Damit die Produkthaftung greift, müssen der Halter, Fahrer oder die Versicherung dem Hersteller aber einen Fehler bei der Konstruktion oder Programmierung des Fahrzeugs nachweisen. Und genau das ist alles andere als einfach. Wie soll man als Betroffener oder als sein Versicherer beweisen, dass die Software einen Fehler verursacht hat?

#3 Wer klärt bei Unfällen die Schuldfrage?

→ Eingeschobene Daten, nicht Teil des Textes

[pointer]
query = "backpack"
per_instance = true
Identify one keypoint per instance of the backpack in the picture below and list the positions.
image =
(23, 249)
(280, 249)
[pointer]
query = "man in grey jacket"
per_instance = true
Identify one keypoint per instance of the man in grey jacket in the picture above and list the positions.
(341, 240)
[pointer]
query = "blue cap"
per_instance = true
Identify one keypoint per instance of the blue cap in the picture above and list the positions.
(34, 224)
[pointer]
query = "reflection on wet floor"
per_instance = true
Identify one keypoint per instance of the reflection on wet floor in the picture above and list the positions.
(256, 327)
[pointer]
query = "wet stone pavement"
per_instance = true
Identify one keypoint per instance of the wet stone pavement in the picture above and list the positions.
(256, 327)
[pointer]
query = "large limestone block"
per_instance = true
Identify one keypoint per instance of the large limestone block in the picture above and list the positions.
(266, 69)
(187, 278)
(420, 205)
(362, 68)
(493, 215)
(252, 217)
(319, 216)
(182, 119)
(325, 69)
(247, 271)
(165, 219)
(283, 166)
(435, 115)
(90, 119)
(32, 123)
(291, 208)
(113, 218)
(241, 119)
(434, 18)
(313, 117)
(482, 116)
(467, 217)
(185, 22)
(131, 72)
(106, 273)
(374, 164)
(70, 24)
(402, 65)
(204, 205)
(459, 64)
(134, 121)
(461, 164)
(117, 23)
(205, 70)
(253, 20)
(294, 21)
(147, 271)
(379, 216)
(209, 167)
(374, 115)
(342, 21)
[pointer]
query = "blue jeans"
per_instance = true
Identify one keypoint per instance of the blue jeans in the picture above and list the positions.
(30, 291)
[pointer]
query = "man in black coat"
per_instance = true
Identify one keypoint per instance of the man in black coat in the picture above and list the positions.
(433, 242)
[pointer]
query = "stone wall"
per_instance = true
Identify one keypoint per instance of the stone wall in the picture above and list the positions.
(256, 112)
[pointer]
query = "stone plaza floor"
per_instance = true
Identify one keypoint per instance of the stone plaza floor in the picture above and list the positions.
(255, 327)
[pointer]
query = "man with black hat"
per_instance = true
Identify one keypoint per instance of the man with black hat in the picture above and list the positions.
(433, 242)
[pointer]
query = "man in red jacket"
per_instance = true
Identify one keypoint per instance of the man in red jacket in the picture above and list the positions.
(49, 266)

Das Problem der Schuldfeststellung besteht bei einem Verkehrsunfall schon immer. Aber beim teilautonomen Fahren wird das Ganze noch komplizierter. In der Praxis schieben sich die Beteiligten wahrscheinlich munter gegenseitig die Schuld in die Schuhe, Beweisführungen dürften sich als sehr schwierig erweisen. Für fundierte Schuldfeststellungen braucht es vermutlich zunehmend IT-Forensiker, die automatisierte Systeme unter die Lupe nehmen. In der Folge ziehen sich die Prozesse in die Länge und werden teurer, was Versicherer wiederum einpreisen.

Jeder Fahrer eines teilautonomen Fahrzeugs zahlt die mit der neuen Technik angeblich gewonnene Sicherheit bereits heute doppelt: Einmal über den höheren Fahrzeugpreis, ein zweites Mal über die vergleichsweise gestiegenen Versicherungskosten.